The ensuing years of the civil war brought havoc to the empire, as mercenaries no longer showed strict allegiance to a single Almohad entity and frequently switched sides of the different factions and territories. By 1248 the Almohad Empire only consisted of the city of Marrakesh and its surrounding area. The Almohad Dynasty was finally dismantled when the Zanata Berber Marinids conquered Marrakesh in 1269.
Why Did the Empire Fall?
The fall of the Almohad Empire was largely caused by its inability to unify its conquered peoples under a centralized identity. As Europeans, Arab, and outsider Berber mercenaries were increasingly used by Almohad leaders during the later years of the caliphate, the military became increasingly fractured. This fueled continued unrest, rebellion, and civil war within the empire.
The decision of Caliph Ma’mun to condemn the teachings of Tumart was perhaps the most significant factor leading to the widespread fracturing throughout the empire. After Ma’mun’s declaration, the empire no longer had a central movement to rally around and thus began to crumble.
While the movement may have started in the Atlas Mountains as a religious movement that sought to instill pure Islam in the population of North Africa and Iberia, it quickly lost its religious zeal and became the dominating political power in the region whose government was not inclusive to the people it conquered.
The Masmuda leaders of Marrakesh enjoyed their wealth and power during the golden years of the dynasty and had no desire to bring in outsiders from conquered populations into the Almohad elite and governing class. While the Almohad dynasty enjoyed an enormous cultural renaissance during the mid-to-late 12th century, these unifying cultural influences stayed within the Masmuda heartland of central Morocco.
By the 13th century, many Berber leaders felt that the Almohad government had strayed too far from its religious roots and had become too relaxed as Islamic rulers. Many also felt that the Almohad military could not be trusted to protect them from invaders.

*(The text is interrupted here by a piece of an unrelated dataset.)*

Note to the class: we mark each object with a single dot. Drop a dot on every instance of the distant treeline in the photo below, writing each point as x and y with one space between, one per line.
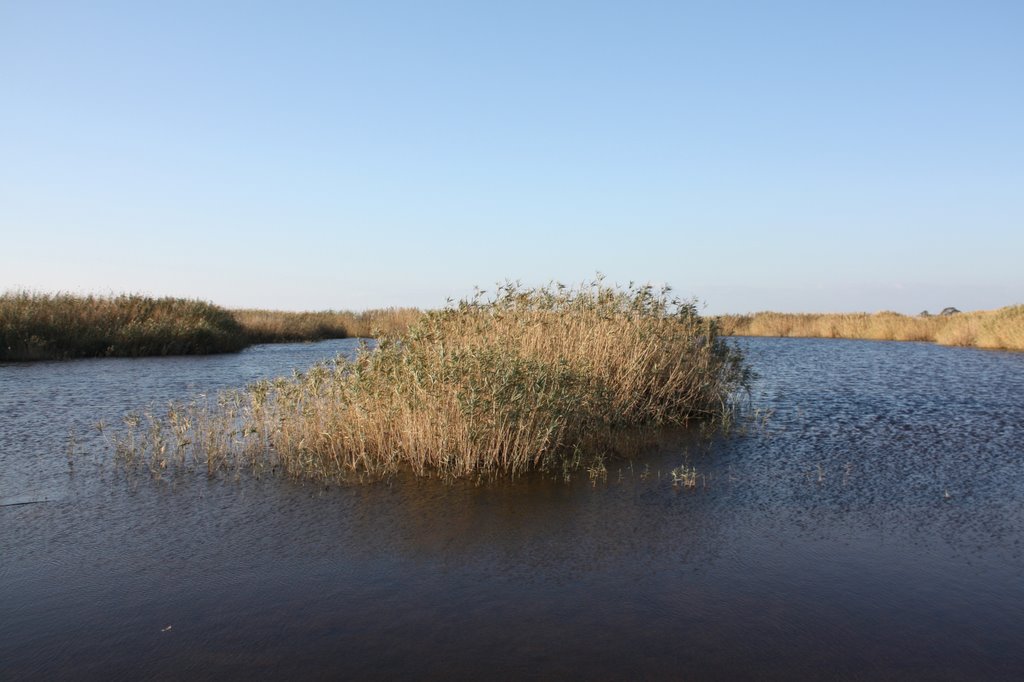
983 329
58 327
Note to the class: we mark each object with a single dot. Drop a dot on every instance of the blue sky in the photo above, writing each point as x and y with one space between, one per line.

Others hoped to rally behind their own tribal and regional identities. After years of decay and civil war, the territory of the Almohads was eventually divided up by the Hafisds, the Abd-al Wadids, and the Marinids after the fall of Marrakesh.
Conclusion
We have covered many parts of the history of the Almohad Dynasty.
Let’s go over the main ideas:
The Almohad movement was started by Ibn Tumart, who criticized the Almoravid Dynasty as being heretical to Islam.
The Almohads began a guerilla military campaign in the Atlas Mountains and eventually toppled the Almoravid government by taking Marrakech in 1147.
The Almohads controlled modern-day Morocco, Algeria, Tunisia, and al-Andalus at their peak of power in the Maghreb.
Non-Muslims, namely Jews and Christians, fell under heavy persecution under Almohad rule.
The Almohad Dynasty slowly decayed due to gradual loss of territory and internal fracturing throughout the empire.
Ibn Tumart never lived to see his vision of instilling conservative puritan Islam throughout Northwest Africa, but his successors accomplished many of his goals during the initial years of Almohad regional dominance.
However, the Almohads followed the path of many fallen religious dynasties before them by gradually relaxing their religious rule in the region. Like the Almoravids they deposed, the Almohad dynasty crumbled away due to internal corruption, fracturing, and decay.